10. Chi-square analysis in R using "below25%line" dataset
Chi-square
Chi-square is the test I use the least. Even though it is one of the more simple tests, I always get a little confused about it.
It is used to test for statistical relationships between mixed variables that don’t neatly fall into any of the variable groupings we have discussed above.
You use it to test for significant relationship between two categorical variables, or for when your response variable that is count data or a percentage/proportion of something that isn’t really continuous and can’t be expressed as a mean ± the mean’s SE or SD (see below for more on these).
Let’s say you are interested in seeing whether there is a significant relationship between going under the "25% weight loss line" in chicks and chick “early death”.
Here you might have a dataset comprised of two columns “under25” and “earlyd” (see “Below25%line” Excel file).
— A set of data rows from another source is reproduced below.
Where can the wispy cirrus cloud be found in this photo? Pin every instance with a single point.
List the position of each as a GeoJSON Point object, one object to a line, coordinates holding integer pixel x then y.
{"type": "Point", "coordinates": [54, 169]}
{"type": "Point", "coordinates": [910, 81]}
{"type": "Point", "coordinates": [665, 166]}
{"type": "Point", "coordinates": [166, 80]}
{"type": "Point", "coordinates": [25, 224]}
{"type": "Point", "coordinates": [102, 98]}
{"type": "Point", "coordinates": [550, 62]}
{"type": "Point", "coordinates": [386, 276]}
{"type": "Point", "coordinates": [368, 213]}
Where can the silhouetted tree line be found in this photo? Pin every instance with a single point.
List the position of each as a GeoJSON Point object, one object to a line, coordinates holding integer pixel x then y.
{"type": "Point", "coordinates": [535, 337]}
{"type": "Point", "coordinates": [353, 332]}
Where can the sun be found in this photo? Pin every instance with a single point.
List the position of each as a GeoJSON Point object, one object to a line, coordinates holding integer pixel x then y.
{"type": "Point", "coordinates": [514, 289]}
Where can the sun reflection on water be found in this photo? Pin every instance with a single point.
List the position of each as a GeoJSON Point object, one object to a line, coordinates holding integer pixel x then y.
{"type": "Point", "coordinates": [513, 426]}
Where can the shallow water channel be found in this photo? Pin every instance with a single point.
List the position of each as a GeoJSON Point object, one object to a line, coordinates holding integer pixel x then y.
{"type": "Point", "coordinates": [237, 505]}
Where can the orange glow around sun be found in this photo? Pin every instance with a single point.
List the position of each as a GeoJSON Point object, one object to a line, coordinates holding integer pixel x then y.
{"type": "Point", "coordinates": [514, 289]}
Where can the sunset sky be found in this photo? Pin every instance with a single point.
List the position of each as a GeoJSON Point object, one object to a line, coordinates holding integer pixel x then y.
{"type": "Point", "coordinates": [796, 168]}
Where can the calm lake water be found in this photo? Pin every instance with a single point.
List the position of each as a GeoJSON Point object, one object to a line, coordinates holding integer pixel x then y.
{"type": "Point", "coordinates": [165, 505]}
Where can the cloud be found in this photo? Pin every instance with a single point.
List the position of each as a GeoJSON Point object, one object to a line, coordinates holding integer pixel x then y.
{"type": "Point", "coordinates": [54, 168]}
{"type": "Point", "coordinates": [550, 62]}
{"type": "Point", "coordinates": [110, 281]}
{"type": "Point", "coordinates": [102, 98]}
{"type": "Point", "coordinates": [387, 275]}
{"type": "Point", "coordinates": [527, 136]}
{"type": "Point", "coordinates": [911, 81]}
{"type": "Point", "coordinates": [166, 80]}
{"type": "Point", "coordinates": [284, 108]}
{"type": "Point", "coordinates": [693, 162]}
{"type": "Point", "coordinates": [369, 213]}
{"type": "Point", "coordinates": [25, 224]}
Here “under25” is a categorical variable with only two options or levels “y” or “no”, and “earlyd” is a categorical variable again with only two options or levels “1” or “0” (you could have coded these values as “y” and “n” too if your wanted too, or “A” and “B” – whatever you like!). You can call this into R and call the resulting dataframe “below25” using this command:
below25<-read.table(file.choose(), header=TRUE)
You now need to make sure R will treat both these variables as factors (remember R calls categorical variables “factors”) by entering:
below25$under25<-as.factor(below25$under25)
and then:
below25$earlyd<-as.factor(below25$earlyd)
To conduct the chi-square test use the following command:
chitest<-chisq.test(below25$under25, below25$earlyd)
If you type in the name you gave to your Chi-squared test object “chitest”, R will show you the results:
Pearson's Chi-squared test with Yates' continuity
correction
data: below25$under25 and below25$earlyd
X-squared = 1.4815, df = 1, p-value = 0.2235
This indicates that according to the fake data made, there is no significant relationship between going under the 25% line and dying early.
You would report these results as follows, “Chi-squared test showed there was no significant relationship between a chick’s weight going below the 25% weight loss line and early death (χ2 = 1.48, df = 1, P= 0.2).
Another example could be testing for a relationship between Kiwi Project and the percentage of chicks with early death in a given season.
Here project would be a categorical independent variable, and early death would act as a *sort of count variable* a percentage dependent variable – you just have one percentage per project (no mean and variance can be calculated).
You would calculate what percentage out of the total number of chicks from each project died early. As in the above example you would create a dataset with two columns, “project” and “percentage” and conduct the Chi-square test as above.